Qual a força, hoje, do pensamento de Darwin, 150 anos depois do surgimento da
Teoria da Evolução?
O livro A Origem das Espécies foi publicado em 1859. Foi aí que surgiu a Teoria
da Evolução e foi uma revolução, pois parecia que ela queria negar Deus. A
teoria foi mergulhando num esquecimento e só depois da última grande guerra ela
foi retomada, com uma denominação nova: teoria sintética da evolução. Pensava-se
que a genética explicava tudo, mas ela pode ser considerada como um processo
dentro da Teoria da Evolução. Hoje, do ponto de vista técnico, científico, para
mim a Teoria da Evolução não existe, porque ela é um fato biológico. Não há que
se falar em teoria, pois a evolução é a evidência, é o óbvio. Há 200 anos, por
exemplo, havia teorias de tudo quanto era jeito para explicar a reprodução. Hoje
ninguém fala na teoria da reprodução humana: ela é um fato. Para mim, a teoria
da evolução hoje está nesse patamar. Mas, provavelmente, metade da humanidade
não acredita nisso, mas na criação.
O que pensa essa metade da humanidade?
A questão da evolução virou, hoje em dia, quase um problema de xiismo religioso.
Muitos ainda pensam que é como se Deus fosse substituído pela natureza. Como se
a Bíblia estivesse em oposição ao livro do Darwin. Muita gente olha por esse
prisma – mais da metade da humanidade –, mas penso que esse é um problema de
cultura. A evolução não é uma questão religiosa; no máximo é um problema de
ignorância ou conhecimento. Mas, na comunidade científica, ela é encarada, hoje,
como o óbvio.
Essa dicotomia entre Teoria da Evolução e religião ainda faz sentido? Quem
crê na teoria de Darwin não pode crer em Deus?
Absolutamente não existe essa dicotomia. Ciência e religião nunca se opõem.

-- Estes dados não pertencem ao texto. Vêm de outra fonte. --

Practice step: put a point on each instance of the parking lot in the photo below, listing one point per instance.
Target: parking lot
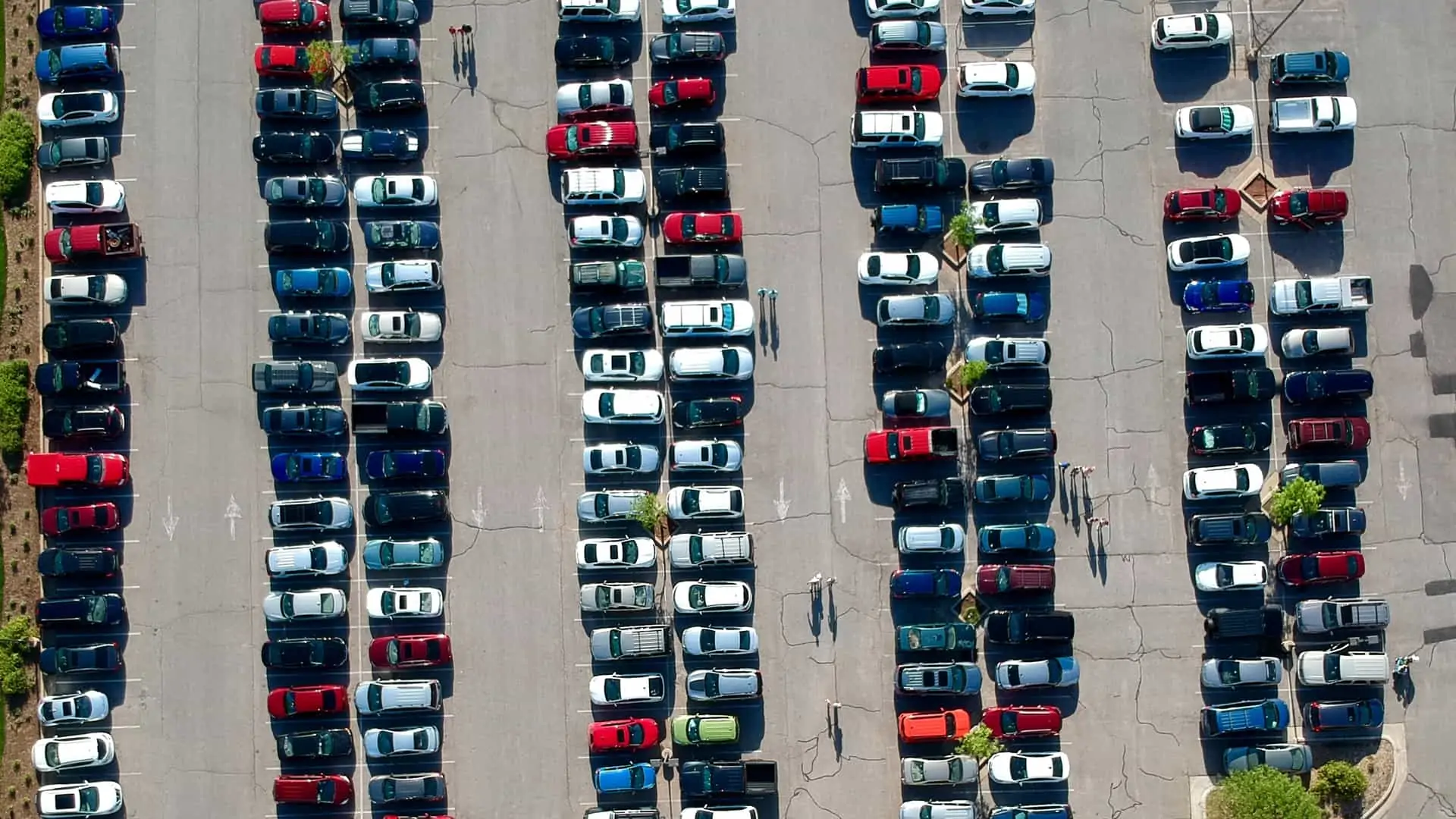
(191, 726)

Quem
tem medo de que a ciência se oponha a Deus, é sinal de que tem pouca fé. Se a
pessoa acredita em Deus, a ciência é uma consequência do que Deus fez. É
impossível, para quem acredita, que a ciência possa derrubar ou demonstrar Deus.
Deus é uma descoberta pessoal. São coisas diferentes. Algo assim como o afeto e
o carinho materno: a explicação ultrapassa o biológico.
Que descobertas mais importantes, desde 1859, vieram reforçar a teoria de
Darwin? Em que medida, por exemplo, a descoberta de que a Terra tem bilhões de
anos de idade veio ajudar a Teoria da Evolução?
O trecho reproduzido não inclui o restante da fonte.